Луизиана, Сент-Эспри, 1968 год.

Лето в Сент-Эспри было не просто временем года; это было отдельное, дышащее состояние мира. Оно тяжело и влажно лежало на плечах, звенело миллионами цикад в свисающих с кипарисов гирляндах испанского мха, густым, сладковато-болотным запахом озера Морепас. Пропитывало одежду, волосы и сами стены домов. Для пятилетнего Илайджи это было единственное лето, которое он знал, — жаркое, размеренное, полное незыблемых правил и тихих тайн.

Правила эти управляли жизнью в их доме с неумолимостью законов природы, которые он позже узнает на уроках физики. Пустое ведро, оставленное на проходе, сулило пустой кошелек, поэтому его немедленно убирали в чулан. Метла у входной двери всегда стояла ручкой вниз.

— Почему она так стоит, мама? — спросил он как-то раз.

Мария, его мать, вытирала руки о клетчатый фартук.

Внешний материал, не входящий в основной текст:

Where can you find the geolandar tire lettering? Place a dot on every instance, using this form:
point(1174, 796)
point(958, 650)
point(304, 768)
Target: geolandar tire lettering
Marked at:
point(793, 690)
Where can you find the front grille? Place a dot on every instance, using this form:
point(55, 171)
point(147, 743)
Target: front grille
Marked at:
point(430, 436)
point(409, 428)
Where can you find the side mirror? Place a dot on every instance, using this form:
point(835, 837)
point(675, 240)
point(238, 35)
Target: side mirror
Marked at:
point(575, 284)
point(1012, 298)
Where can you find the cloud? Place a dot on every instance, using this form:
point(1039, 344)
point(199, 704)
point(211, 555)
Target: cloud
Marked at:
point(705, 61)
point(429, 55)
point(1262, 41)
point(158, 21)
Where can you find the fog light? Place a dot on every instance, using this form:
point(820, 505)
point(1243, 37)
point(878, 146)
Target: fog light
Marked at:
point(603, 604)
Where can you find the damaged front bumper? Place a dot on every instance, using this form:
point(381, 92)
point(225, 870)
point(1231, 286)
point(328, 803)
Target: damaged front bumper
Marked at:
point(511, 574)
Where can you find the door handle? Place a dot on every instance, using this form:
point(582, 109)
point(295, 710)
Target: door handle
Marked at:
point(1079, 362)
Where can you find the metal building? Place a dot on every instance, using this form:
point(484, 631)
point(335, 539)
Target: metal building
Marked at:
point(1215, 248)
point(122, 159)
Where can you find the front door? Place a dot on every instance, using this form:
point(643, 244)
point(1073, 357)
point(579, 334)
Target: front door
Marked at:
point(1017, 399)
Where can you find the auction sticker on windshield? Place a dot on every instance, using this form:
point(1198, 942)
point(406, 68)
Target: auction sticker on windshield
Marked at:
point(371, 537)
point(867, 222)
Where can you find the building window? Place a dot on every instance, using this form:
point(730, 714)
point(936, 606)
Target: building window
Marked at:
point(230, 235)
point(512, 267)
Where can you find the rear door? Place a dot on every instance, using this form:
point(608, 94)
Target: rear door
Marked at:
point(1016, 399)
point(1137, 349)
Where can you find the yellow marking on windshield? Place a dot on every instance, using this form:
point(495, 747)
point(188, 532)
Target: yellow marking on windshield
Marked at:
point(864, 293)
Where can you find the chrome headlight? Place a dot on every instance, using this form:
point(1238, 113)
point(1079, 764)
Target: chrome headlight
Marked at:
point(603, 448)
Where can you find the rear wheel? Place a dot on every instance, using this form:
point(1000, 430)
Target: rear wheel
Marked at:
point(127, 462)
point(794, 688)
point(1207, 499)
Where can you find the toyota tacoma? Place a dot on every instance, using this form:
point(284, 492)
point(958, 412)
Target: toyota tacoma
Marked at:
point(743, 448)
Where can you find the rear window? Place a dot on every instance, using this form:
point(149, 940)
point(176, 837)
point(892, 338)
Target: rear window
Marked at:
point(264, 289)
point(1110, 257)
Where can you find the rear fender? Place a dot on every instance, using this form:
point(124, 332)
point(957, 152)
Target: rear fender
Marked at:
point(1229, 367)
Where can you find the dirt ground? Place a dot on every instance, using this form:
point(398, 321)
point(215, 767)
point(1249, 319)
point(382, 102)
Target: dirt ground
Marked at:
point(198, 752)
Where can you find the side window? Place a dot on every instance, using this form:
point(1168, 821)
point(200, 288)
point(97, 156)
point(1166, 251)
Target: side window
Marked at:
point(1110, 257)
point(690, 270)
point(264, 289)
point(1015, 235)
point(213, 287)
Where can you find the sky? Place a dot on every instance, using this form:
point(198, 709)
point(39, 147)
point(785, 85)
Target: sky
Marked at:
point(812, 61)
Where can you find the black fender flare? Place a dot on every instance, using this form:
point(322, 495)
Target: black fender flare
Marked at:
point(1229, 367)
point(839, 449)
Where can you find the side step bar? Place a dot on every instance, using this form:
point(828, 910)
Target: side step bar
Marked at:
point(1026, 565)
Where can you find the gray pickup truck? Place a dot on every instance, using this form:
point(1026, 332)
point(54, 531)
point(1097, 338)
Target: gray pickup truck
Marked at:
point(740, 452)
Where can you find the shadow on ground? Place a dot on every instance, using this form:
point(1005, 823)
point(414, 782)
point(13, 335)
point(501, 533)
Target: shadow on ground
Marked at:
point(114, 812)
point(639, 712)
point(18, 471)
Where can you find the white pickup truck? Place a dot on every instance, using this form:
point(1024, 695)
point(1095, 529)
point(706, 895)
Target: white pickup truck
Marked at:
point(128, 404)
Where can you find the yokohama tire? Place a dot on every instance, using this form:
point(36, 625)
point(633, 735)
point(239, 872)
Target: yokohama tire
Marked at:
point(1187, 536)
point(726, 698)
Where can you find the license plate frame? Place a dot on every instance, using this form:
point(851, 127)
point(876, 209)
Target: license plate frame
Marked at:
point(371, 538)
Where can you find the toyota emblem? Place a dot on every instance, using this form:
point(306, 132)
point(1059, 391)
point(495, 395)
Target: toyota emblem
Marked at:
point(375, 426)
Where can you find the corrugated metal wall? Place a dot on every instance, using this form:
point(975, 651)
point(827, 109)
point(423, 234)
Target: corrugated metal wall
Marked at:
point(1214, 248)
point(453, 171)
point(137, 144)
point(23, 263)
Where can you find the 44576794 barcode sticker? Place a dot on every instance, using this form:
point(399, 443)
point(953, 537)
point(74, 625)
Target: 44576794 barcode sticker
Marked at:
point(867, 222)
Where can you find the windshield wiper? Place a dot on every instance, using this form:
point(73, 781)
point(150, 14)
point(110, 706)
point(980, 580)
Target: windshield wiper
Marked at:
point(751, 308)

Ее лицо, темное и красивое, с высокими скулами, уставшее от работы в огороде, всегда смягчалось, когда она смотрела на него.

— Чтобы выметать дурные мысли, сынок. Гость может прийти с тяжелым сердцем, с завистью. Метла выметает эту тяжесть обратно, не пускает ее в наш дом. Держит пространство чистым.

Над косяком той же двери висел маленький, истрепанный временем и солнцем холщевый мешочек, завязанный на странный узел.

— А это что? — допытывался Илайджа.

На этот раз ответил дед, Абрахам-старший. Он сидел на крыльце, чиня рыболовную сеть, его длинные, исчерченные шрамами и прожилками пальцы ловко орудовали челноком. Его лицо, темное и испещренное глубокими морщинами, напоминало высохшее русло реки.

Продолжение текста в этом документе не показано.